I have two files, a keepout.txt and a database.csv. They're unsorted, but could be sorted.

keepout:

user1
buser3
anuser19
notheruser27

database:

user1,2343,"information about",field,blah,34
user2,4231,"mo info",etc,stuff,43
notheruser27,4344,"hiya",thing,more thing,423
user5,6666,"test text",info,stuff,833

Output would be

user2,4231,"mo info",etc,stuff,43
user5,6666,"test text",info,stuff,833

Make sense? If a line in keepout matches a field (would be nice to just be first field) in database then I want to dump the line in the output.

I've tried awky ways and greppy ways but can't get it just right. It's not entire lines that are matching, just the lines. Kind of like a loopy grep -v.

Thanks for your help!

Yoda · January 31, 2014, 8:56am

awk -F'[, ]' 'NR==FNR{A[$1];next}!($1 in A)' keepout database

esoffron · January 31, 2014, 9:07am

Awesome, except it isn't working on my "real" files. It works entirely correctly on the sample data I gave -- your answer is correct.

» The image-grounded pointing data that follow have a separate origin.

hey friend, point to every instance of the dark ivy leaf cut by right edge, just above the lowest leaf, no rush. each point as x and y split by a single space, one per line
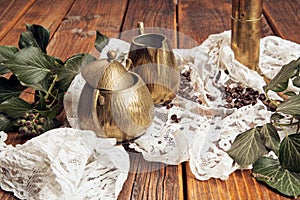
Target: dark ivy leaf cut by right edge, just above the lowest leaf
289 153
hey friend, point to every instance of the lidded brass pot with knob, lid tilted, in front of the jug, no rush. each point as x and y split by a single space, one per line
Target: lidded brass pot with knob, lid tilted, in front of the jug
114 102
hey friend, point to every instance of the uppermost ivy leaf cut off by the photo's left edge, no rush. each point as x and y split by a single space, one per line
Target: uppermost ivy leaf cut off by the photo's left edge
6 53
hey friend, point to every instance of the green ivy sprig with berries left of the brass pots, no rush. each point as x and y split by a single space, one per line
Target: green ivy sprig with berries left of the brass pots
29 66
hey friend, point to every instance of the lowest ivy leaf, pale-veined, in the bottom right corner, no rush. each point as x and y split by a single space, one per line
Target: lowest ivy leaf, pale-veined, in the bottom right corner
269 171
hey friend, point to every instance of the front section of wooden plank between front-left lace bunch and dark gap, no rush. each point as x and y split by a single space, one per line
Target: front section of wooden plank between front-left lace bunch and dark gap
148 180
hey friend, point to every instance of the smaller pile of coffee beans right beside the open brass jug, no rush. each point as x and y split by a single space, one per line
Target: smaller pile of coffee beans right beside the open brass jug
186 87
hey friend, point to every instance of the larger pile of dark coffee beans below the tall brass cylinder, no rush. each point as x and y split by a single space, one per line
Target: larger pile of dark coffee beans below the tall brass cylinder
237 97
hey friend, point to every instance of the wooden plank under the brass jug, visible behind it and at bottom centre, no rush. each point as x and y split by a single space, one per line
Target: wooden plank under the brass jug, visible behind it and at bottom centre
157 181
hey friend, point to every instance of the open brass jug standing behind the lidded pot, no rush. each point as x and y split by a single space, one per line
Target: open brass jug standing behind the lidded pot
153 59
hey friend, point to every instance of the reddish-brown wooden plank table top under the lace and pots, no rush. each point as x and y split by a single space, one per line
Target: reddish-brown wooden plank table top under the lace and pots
72 24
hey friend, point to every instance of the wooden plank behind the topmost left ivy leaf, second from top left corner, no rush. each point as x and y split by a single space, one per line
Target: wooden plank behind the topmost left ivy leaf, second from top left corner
42 12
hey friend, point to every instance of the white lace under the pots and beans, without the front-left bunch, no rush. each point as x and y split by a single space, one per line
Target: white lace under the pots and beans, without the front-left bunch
205 131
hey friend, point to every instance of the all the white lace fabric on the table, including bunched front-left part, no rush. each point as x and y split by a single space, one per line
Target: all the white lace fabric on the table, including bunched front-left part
65 163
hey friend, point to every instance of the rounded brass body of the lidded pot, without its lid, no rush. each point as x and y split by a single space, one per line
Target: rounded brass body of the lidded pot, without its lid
122 114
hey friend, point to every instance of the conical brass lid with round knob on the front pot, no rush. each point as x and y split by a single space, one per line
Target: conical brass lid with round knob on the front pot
107 74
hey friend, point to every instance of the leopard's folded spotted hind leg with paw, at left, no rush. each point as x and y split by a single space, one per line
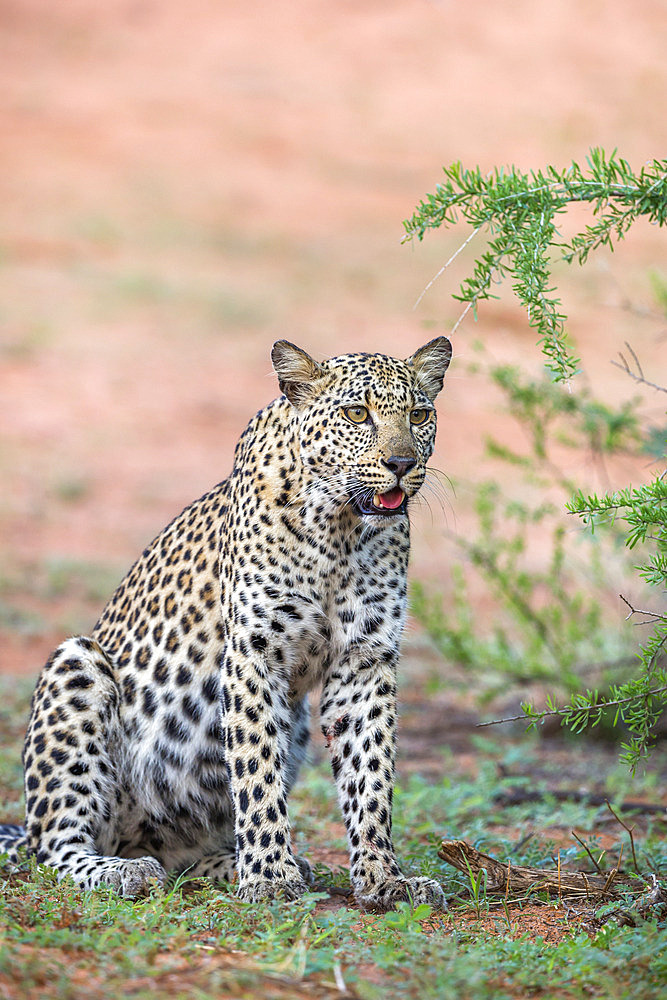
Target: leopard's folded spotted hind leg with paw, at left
71 763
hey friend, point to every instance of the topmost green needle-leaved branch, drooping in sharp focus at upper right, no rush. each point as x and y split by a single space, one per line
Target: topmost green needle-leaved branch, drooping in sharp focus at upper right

I wonder if one of the hacks I had tried before might have worked...

In the real world, with messy data, what might be keeping this from working? Some unprintable nonsense? Line ending CR/LF vs CR vs LF crud? Do you have tips for me where this might be brittle?

Thanks!

Yoda · January 31, 2014, 9:10am

Use hexdump or od to check if you have any such characters in your file.

esoffron · January 31, 2014, 9:27am

Craaaaaap. I think I had this on my own but was bitten by a trip through an editor that changed the line endings. So, takeaway for my internet self when I search for this again.

1) Yoda was right! Thanks for the help!
2) Self, it might not be your code but the input. Maybe create your test files before making them up to ask for help...
3) LF line endings vs CR line endings matter, and seem to be what broke this for you. (LF is what you needed and what seems to fix it.)